We were brother and sister. What damaged goods we were.
• • •
Walking still deeper into the Crypt, we took the stairs.
That wasn't as simple as it sounds. The structure of the place internally was very complicated, with floors and partition walls and bits of mezzanines all over the place, and we had to walk sometimes hundreds of yards from one staircase to the next. Everything was bathed in a pearly, sourceless fluorescent glow, and looked the same in every direction. As I got turned this way and that I was soon lost. But that was probably intentional; inside the Crypt you weren't supposed to know where you were.
Still, it soon became clear that we had passed below what I had roughly labeled as Level 1, the uppermost, most modern-looking area of the Crypt, where schoolchildren studied purposefully and the scrinarii worked amid their computers and card indices and steel library shelves. It was a big place; Level 1 was actually several stories and mezzanines. Now we clambered down steel staircases into the heart of the level below, Level 2, which I had only glimpsed before from the mezzanine levels above.

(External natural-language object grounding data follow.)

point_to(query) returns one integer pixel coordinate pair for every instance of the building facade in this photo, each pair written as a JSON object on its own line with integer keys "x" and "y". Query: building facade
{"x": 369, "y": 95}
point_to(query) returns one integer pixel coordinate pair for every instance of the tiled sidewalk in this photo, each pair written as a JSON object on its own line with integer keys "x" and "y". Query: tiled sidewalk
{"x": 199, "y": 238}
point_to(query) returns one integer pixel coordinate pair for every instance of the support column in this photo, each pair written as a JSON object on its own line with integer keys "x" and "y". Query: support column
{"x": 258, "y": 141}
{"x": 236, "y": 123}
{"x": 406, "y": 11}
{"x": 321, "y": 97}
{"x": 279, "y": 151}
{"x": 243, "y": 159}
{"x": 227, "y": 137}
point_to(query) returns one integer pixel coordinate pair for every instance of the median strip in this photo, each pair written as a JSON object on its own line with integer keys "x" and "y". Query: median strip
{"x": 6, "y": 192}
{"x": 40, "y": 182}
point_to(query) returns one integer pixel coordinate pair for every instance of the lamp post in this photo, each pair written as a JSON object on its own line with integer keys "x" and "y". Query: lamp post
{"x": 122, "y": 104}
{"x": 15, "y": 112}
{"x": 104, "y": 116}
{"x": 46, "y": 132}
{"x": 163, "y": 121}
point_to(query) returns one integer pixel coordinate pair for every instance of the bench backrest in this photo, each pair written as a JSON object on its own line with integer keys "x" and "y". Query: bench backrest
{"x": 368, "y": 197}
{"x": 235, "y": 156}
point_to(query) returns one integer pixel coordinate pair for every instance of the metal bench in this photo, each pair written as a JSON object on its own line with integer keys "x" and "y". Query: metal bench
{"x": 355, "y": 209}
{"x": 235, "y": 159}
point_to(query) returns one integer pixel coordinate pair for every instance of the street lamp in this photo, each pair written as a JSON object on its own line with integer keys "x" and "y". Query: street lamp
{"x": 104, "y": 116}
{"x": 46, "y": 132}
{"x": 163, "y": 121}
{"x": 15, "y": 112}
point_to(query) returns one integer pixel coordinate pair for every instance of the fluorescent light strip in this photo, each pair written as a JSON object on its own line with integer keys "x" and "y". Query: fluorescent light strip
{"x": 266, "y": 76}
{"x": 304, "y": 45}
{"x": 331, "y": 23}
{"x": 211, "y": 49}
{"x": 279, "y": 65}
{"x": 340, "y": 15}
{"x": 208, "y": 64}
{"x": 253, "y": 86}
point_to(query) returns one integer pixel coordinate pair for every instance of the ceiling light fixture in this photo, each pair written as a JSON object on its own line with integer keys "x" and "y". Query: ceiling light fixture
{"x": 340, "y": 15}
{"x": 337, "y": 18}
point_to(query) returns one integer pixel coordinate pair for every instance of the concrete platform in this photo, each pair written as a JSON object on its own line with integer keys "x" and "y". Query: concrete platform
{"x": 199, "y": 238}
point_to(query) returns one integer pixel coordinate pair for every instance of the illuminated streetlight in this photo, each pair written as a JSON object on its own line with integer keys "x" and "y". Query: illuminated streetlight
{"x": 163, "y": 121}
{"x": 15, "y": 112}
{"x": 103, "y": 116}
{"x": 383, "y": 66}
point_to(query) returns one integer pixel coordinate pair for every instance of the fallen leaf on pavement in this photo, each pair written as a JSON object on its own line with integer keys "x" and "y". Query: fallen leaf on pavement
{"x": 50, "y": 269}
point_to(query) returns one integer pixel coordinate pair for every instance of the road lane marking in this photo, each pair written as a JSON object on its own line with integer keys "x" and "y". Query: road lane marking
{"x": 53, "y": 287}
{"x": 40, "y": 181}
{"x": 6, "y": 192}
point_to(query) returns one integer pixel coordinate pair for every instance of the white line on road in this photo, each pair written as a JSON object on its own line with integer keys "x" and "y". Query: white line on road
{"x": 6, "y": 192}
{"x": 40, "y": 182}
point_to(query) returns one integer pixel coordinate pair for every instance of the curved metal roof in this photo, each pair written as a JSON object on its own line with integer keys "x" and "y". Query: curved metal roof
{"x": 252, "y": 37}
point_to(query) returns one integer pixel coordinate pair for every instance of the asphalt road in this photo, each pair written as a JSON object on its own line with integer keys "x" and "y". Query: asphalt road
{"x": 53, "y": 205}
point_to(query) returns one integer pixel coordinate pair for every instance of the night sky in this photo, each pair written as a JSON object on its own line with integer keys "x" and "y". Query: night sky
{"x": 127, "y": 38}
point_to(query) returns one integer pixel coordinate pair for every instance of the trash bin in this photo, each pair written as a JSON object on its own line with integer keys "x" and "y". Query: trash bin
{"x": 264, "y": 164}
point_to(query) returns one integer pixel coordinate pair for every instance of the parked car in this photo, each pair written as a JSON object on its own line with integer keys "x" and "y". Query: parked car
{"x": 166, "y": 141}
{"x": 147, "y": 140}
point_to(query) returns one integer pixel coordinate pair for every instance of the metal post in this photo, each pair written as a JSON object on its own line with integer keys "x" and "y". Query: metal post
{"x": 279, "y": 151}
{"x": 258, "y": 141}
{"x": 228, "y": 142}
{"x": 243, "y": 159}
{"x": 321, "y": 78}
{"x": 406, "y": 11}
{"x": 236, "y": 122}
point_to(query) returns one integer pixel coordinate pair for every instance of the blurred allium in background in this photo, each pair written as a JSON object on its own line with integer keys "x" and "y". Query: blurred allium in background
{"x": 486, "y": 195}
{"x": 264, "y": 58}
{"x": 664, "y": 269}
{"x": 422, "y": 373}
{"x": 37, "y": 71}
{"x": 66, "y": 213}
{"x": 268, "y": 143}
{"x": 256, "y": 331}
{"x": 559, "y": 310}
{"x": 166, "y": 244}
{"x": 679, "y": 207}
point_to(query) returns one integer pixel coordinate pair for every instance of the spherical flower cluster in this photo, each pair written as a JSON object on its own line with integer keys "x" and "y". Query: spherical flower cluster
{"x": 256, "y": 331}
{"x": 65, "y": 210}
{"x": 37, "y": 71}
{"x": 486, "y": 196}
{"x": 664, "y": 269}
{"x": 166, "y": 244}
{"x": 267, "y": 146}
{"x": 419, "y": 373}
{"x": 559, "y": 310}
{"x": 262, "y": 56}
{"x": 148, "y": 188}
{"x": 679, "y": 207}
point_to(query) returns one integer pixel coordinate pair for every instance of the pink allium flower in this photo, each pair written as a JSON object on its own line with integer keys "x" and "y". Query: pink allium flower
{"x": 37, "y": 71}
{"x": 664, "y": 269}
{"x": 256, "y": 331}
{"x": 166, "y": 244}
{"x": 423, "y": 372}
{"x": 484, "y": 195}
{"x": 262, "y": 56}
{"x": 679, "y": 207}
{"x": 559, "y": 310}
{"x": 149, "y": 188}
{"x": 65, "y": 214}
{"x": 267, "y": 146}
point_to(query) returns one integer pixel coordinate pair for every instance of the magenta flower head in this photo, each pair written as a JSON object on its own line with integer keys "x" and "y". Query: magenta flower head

The furniture, partitions, ceiling tiles, lighting, and other equipment were modern, just as above. Nevertheless there was a different atmosphere down here. The corridors seemed narrower, lower, more confining, darker, while most of the chambers were big — if not huge — mighty, open cubicula each of which could have held hundreds of people. The businesses of the Order, like the genealogy service, were run from Level 1, but most of the rooms down here were given over to functions that served more basic needs. I was shown an immense hospital, equipped with modern gear but oddly open-plan, a refectory the size of an aircraft hangar, and dormitories in which rows of bunk beds, jammed close in together, marched into the distance.